A compositing manager can typically also display animated effects, like scaling, warping, fading, rotating, blurring the windows. For example, moving a window can make it wobble, or virtual desktops can be displayed on the side of a rotating cube.
Kernel Mode Setting
The X server traditionally also took care of setting the modes of the graphics adapter, like resolution and refresh rates. The mode setting has since been moved to a Linux kernel component called Kernel Mode Setting (KMS). This solved a lot of problems with switching between Linux's virtual consoles.
Evdev
The X server also had knowledge of the input devices and, for example, the type of mouse had to be specified in the X configuration. The X server has been relieved of this task with the introduction of the evdev subsystem of the Linux kernel, which provides a generic input event interface.
Wayland
With all these developments, a lot of the tasks performed by the X server have moved outside of the X server. Using direct rendering, clients don't use the X protocol anymore. Thanks to KMS, the X server does not need to muck with the low level programming of graphics adapters. With evdev, input device handling was simplified in the X server. When using a compositing window manager rearranging and warping windows, the X server has no idea what's going on on the screen anymore. "The window manager is the new X server".
Wayland came about as a result of the realization that the X server process had little left to do, and by cutting out the middle-man (the X server), a much simpler desktop graphics system could be achieved. Backward compatibility is provided via Xwayland, a modified Xorg server that displays top level X windows using Wayland surfaces.
Strictly speaking, Wayland is just a protocol that defines how clients communicate with the display server. The Wayland protocol is quite unlike the X protocol: the Wayland protocol does not define messages to draw graphics or text, nor does it handle fonts.

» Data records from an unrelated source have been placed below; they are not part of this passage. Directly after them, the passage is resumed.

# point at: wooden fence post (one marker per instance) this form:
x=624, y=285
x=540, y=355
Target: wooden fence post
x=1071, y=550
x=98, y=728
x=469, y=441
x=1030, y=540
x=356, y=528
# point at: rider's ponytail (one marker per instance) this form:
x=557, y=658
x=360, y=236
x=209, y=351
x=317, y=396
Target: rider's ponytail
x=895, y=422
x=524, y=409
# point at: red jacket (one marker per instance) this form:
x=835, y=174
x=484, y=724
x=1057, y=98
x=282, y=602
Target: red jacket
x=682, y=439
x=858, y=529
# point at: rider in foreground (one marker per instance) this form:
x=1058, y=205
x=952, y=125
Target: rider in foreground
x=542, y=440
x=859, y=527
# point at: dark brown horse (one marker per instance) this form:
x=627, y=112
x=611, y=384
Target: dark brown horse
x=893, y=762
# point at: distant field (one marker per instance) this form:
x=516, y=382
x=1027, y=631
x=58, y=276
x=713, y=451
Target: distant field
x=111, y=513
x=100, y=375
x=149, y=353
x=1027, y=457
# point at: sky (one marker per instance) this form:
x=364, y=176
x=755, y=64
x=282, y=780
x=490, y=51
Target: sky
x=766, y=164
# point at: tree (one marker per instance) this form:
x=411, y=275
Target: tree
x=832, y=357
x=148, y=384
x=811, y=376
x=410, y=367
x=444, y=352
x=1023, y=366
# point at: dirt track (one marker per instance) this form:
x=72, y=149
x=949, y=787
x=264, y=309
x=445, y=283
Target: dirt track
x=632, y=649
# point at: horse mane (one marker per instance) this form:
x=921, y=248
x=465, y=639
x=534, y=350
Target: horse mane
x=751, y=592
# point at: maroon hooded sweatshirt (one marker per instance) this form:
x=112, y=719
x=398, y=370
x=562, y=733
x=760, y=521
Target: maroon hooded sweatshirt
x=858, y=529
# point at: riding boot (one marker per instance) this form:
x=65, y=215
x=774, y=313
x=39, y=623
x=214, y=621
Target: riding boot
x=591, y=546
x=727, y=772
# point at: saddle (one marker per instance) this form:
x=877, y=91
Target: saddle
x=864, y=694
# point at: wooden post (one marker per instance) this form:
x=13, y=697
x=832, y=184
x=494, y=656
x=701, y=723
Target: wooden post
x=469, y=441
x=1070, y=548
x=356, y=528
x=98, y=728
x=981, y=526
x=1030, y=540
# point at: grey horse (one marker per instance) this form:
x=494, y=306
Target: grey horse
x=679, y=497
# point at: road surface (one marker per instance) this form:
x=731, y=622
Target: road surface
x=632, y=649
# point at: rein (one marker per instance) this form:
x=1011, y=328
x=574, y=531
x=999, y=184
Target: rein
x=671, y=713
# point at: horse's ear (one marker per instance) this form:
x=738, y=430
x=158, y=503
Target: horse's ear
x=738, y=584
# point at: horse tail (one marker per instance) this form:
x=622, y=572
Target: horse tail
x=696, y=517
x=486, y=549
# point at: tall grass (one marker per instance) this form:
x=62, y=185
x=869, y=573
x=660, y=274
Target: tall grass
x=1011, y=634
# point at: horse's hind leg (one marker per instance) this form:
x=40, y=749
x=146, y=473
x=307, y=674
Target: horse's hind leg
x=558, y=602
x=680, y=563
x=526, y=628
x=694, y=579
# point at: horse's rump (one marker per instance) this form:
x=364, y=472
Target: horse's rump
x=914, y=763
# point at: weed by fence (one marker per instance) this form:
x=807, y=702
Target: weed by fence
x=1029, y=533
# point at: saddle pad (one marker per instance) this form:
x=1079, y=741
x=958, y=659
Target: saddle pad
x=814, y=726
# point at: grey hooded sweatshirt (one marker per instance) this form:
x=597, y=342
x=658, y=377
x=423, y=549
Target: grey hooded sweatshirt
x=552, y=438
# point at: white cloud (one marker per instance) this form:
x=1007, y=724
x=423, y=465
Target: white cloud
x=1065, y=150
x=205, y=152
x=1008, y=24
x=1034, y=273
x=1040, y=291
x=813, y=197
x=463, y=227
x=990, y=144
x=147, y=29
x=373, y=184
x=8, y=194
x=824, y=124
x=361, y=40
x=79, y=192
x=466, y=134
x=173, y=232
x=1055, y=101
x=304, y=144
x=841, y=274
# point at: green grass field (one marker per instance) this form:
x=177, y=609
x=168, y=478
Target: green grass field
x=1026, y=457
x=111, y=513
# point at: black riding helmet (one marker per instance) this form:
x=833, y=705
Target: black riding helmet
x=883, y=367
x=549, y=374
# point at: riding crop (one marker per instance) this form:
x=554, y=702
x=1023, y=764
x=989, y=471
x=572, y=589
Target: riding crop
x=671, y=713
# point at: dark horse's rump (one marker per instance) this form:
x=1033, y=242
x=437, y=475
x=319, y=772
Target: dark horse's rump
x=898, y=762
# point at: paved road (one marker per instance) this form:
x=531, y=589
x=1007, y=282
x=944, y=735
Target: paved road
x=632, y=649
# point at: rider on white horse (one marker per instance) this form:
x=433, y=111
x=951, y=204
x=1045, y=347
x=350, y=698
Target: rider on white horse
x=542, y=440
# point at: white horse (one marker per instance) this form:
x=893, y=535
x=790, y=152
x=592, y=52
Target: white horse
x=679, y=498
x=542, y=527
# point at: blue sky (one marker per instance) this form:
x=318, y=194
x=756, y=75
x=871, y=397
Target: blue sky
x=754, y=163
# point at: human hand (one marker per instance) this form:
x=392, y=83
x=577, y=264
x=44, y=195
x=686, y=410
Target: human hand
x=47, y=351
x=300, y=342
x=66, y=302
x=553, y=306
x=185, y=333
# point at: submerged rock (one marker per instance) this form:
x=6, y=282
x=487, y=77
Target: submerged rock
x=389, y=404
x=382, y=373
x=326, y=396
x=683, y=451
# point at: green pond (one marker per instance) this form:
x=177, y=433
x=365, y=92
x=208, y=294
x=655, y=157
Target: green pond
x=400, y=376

In the Wayland architecture, the window manager and the display server are merged into one software component, the compositing window manager. Clients can request, via a software library using the Wayland protocol, a surface to draw on. A "surface is an object representing a rectangular area on the screen, defined by a location, size and pixel content".
Clients render into off-screen buffers, which are then attached to a surface, producing output on the screen. The client can use various APIs to do the rendering: OpenGL, OpenGL ES, etc. ("What is the drawing API? Whatever you want it to be") Double buffering is used: a client updates its image using a second buffer, and when that buffer contains a coherent image, it is switched to be displayed at the next display monitor vertical blanking interval. Wayland's motto is: "Every frame is perfect", i.e. windows do not tear, flicker or flash.

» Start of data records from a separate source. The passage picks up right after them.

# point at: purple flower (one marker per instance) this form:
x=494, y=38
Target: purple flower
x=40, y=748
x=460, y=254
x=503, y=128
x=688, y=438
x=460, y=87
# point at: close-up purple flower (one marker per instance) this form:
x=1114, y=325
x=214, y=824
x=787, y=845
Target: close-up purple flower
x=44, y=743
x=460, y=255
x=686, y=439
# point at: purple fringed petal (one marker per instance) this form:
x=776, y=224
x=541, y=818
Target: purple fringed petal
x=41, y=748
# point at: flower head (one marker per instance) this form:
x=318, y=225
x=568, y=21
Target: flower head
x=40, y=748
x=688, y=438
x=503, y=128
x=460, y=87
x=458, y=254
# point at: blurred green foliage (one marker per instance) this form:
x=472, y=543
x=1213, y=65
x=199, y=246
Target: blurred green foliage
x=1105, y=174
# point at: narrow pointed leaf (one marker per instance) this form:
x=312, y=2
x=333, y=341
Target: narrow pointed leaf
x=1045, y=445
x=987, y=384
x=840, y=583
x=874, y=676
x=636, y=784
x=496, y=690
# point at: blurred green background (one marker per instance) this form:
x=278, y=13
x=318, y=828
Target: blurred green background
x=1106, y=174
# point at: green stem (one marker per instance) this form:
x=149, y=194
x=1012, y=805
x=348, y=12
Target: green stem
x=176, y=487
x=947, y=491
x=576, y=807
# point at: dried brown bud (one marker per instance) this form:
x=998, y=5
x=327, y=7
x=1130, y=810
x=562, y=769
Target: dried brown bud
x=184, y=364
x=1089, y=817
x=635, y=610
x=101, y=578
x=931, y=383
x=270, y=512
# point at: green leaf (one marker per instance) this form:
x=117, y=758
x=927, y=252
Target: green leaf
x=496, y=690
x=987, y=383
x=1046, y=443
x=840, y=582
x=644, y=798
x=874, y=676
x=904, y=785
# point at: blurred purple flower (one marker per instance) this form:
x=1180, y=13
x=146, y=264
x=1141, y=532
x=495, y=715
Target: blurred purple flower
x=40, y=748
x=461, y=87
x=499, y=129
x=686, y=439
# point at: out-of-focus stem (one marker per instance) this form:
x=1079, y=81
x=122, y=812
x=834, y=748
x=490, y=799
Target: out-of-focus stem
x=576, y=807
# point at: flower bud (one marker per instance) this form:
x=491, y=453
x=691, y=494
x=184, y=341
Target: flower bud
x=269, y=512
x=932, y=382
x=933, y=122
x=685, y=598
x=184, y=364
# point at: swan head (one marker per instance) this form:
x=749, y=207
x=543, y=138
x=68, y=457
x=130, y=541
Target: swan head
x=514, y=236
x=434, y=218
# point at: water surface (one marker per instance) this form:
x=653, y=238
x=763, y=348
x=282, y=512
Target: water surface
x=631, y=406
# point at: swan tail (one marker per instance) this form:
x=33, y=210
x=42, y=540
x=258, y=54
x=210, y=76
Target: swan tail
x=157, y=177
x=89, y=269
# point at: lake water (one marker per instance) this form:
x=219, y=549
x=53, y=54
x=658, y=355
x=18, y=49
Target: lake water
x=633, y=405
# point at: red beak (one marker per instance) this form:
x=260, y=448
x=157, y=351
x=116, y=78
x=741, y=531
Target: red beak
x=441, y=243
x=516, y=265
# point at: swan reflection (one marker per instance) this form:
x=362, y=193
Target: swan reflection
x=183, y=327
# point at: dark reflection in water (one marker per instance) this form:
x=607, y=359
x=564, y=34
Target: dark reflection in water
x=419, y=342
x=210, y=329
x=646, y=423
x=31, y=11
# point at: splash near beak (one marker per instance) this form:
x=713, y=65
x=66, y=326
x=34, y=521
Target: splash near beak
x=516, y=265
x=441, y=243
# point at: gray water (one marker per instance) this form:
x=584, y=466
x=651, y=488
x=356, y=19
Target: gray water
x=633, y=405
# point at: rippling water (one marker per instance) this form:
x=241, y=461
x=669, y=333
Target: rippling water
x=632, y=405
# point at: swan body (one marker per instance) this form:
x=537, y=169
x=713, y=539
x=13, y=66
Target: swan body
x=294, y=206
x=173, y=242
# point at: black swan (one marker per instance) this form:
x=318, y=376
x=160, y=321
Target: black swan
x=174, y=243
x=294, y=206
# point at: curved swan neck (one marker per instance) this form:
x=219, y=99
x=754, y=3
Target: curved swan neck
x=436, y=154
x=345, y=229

Input handling in Wayland goes through the compositor, which is the only component knowing which window is under the mouse cursor (remember, the compositor may also have warped the windows). The compositor transforms the screen coordinates to window-local coordinates of the appropriate window and sends the event to the client.
If you are interested in the story that led to the creation of Wayland, I recommend watching Daniel Stone's hilarious presentation The real story behind Wayland and X.